Некоторые из детдомовцев сомневались — спрашивали его: разве обычный человек, не Христос, может идти по водам, не утонут ли они? В ответ он называл их Фомами Неверующими и снисходительно объяснял, что вера — краеугольный камень мироздания, она укрепляет не только человека, но и стихии вокруг него, безверие же, наоборот, все рушит. Если они правы перед Богом, если воистину чисты и непорочны, пускай ничего не опасаются: идти что по воде, что по брусчатке — разницы нет. Пучина поглотит лишь грешников, не способных спасти и самих себя, да тех, в ком недостаток веры. И тут же принимался издеваться, спрашивал воспитанников: может быть, ими просто овладела немереная гордыня, с чего они вдруг взяли, что могут спасти Адамов род, и насмешливо добавлял: “Я ни от кого не скрывал и не скрываю: гордыня — грех, большой грех”.
На взгляд горожан, вышеприведенного было достаточно для серьезных обвинений, но Московская комиссия показаний коллег отца Никодима будто не заметила. Она и у учителей, а позже и у Полуэктова допытывалась ответа только на один очень странный для советской юстиции вопрос: почему он перестал молиться и спустился с вышки еще за три часа до рассвета. Не обрек ли он тем коммунаров на неизбежную гибель? Интернатских преподавателей, всех без изъятия, данное предположение ставило в тупик, и ничего путного от них так и не добились.
Полуэктов же, державшийся на следствии вполне спокойно, заявил, что, во-первых, прокуратуре доказать подобные обвинения будет нелегко: кто вообще сказал, что дети погибли, а не идут сейчас где-нибудь по Малой Азии? Во-вторых, заявление, что он перестал за них молиться, тоже бездоказательно — если искренне веруешь в Господа, до Него отовсюду рукой подать — на вышке ты или в своей комнате. В-третьих: абсурдно думать, что его молитвы могли значить для Господа больше, чем молитвы самих детдомовцев. Наверное, его доводы прозвучали убедительно, во всяком случае, ни ареста, ни суда не последовало. Тем не менее, в Таганроге Полуэктов оставаться не захотел и, едва дело было закрыто, из города уехал.

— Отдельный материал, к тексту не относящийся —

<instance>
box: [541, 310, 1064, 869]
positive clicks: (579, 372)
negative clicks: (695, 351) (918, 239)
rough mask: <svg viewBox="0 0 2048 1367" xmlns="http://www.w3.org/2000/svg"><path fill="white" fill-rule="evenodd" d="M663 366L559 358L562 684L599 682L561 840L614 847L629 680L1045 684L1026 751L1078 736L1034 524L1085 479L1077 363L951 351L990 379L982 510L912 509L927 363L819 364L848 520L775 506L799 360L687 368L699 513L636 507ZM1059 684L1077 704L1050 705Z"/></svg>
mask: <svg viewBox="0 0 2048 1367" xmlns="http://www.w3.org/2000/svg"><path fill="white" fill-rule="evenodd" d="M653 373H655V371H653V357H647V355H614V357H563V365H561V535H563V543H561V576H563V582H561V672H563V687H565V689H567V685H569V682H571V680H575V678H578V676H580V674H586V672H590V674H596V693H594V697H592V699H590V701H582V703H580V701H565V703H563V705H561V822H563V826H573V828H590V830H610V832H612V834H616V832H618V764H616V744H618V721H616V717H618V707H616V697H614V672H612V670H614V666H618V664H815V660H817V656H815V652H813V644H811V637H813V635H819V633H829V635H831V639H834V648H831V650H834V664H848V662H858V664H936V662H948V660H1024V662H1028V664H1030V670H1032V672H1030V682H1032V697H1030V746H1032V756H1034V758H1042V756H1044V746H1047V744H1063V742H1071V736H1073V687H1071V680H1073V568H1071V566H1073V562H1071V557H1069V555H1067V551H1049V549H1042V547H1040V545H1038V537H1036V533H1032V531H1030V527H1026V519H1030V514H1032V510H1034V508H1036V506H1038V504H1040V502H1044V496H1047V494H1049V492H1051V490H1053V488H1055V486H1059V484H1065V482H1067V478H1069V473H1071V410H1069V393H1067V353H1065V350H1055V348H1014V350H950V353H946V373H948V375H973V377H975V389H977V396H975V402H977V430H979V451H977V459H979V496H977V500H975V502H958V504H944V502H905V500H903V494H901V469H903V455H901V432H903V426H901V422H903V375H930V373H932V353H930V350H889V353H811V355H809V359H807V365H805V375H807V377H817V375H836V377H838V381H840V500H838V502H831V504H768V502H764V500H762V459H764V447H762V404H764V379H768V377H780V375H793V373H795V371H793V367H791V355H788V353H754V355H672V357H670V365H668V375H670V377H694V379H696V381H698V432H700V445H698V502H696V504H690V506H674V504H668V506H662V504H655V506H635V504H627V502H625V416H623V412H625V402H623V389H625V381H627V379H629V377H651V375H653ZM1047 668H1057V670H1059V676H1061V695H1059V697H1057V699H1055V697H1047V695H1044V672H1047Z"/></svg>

Отголоски азовской истории докатились и до Туапсе, где местный “Обозреватель” писал, что в Таганроге, после нежданной и очень сильной грозы, разразившейся в середине августа, к ликованию жителей, все пришлые беспризорники по радуге ушли из города. Добавлю сюда и еще ряд заметок. “Николаевский телеграф” в очень сочувственной статье объяснял читателям, что беспризорники пытаются вырваться из залитой кровью и горем России и, дойдя до Святой земли, там, в Иерусалиме, ее отмолить. Но добраться до Палестины удастся немногим. Остальные так и будут блуждать, как слепцы, а когда кончатся силы, погибнут.

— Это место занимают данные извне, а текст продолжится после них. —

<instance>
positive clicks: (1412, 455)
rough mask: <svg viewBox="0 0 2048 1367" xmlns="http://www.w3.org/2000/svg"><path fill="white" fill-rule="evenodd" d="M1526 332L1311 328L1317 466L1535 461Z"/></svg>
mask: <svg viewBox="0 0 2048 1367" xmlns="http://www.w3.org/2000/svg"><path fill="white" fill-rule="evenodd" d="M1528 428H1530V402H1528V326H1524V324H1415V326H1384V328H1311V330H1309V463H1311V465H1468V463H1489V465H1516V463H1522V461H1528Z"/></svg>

“Телеграфу” вторил “Новороссийский обозреватель”, сообщивший подписчикам, что беспризорные при виде любого города говорят друг другу: “Вот он, Иерусалим! Это он!!!” и надеются, верят, что наконец дошли. “Керченские новости” отмечали, что коммунары убеждены, что в снарядах и пулях, которые отлили из переплавленных колоколов, сохраняется святость. Можно даже не целиться, так и так они настигнут грешника. Беспризорники из другого отряда объясняли корреспонденту, что на пулях следует выкарябывать слова любви и всепрощения и не только потому, что прощать хорошо. Просто тогда грешник, приняв в себя кусок освященного металла, в самый миг, когда он войдет в его тело, уверует и раскается. Смерть он примет чистый, как младенец, и будет спасен.
Что же до того, скольким из детдомовцев удастся прикоснуться к Святой земле, то прогнозы газет за редким исключением были безрадостны. Суда, которые соглашались взять коммунаров на борт (почему, не знаю, но подозреваю, что причина одна — саботаж), были ветхие и плохо держались на воде. Вдобавок их безбожно перегружали, в итоге случалось, что они шли ко дну, едва выйдя из порта. Все же до Константинополя некоторые могли и доплыть.
Сухопутная дорога — Кавказ, следом за ним Анатолийские хребты — тоже оказалась нелегкой: беспризорники гибли от холода и голода, срывались в пропасти. Часть была похищена горцами и оказалась кто в рабстве, а кто в гаремах. Чуть ли не десять тысяч наиболее сильных, здоровых захватил и отправил в свои военные училища Ататюрк. Похоже, коммунары и сами понимали, что дойти до Святой земли сумеют единицы. Про себя они говорили, что, конечно, хорошо, если тяготы пути выдержат все — кашу маслом не испортишь, — но важно, чтобы через это зло прорвался и обратился к Господу хотя бы один невинный.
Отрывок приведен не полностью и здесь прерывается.